The United States has expressed concern to India that it was used earlier this year to export fuel made from Russian crude to New York through high-seas transfers, a top Indian central banker said on Saturday.
U.S. sanctions on Russia for its February invasion of Ukraine prohibit imports to the United States of Russian-origin energy products including crude oil, refined fuels, distillates, coal and gas.
"You know that there are sanctions against people who are buying Russian oil, and this was reported to us by the U.S. Treasury," Reserve Bank of India Deputy Governor Michael Patra told an audience of government officials and figures in finance and banking.

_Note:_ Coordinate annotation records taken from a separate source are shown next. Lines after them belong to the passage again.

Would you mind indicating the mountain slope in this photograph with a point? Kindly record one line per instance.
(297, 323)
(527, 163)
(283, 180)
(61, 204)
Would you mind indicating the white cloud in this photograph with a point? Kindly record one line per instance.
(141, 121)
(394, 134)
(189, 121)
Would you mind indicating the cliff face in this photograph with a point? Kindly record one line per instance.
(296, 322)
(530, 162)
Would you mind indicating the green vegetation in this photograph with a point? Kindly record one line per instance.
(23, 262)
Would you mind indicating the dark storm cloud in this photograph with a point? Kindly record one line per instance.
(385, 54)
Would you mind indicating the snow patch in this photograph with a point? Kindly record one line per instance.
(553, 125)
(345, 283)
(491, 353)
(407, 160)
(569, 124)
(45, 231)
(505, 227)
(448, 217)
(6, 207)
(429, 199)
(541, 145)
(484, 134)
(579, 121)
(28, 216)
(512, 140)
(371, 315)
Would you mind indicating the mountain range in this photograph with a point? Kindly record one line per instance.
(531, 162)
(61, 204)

"It turns out, an Indian ship met a Russian tanker in mid-seas, picked up oil in the mid-seas, came to a port in Gujarat, it was processed in that port and converted into a distillate which actually goes into making single-use plastic," Patra said at the event in Odisha state, held to celebrate 75 years of India's independence.
"The refined output was put back on that ship and it set sail without a destination. In the mid-seas it received the destination so it reached its course, went to New York. So that's the way war works. It works in strange ways."
Patra did not name the ship or give any other details.
The U.S. embassy in New Delhi had no comment.
India, the world's third-biggest oil importer and consumer, has become one of the biggest importers of Russian oil since the invasion of Ukraine, having bought very little of it previously.
Russia is traditionally India's biggest supplier of military hardware, and New Delhi has not condemned Moscow's aggression towards Ukraine, though it has called for an end to violence.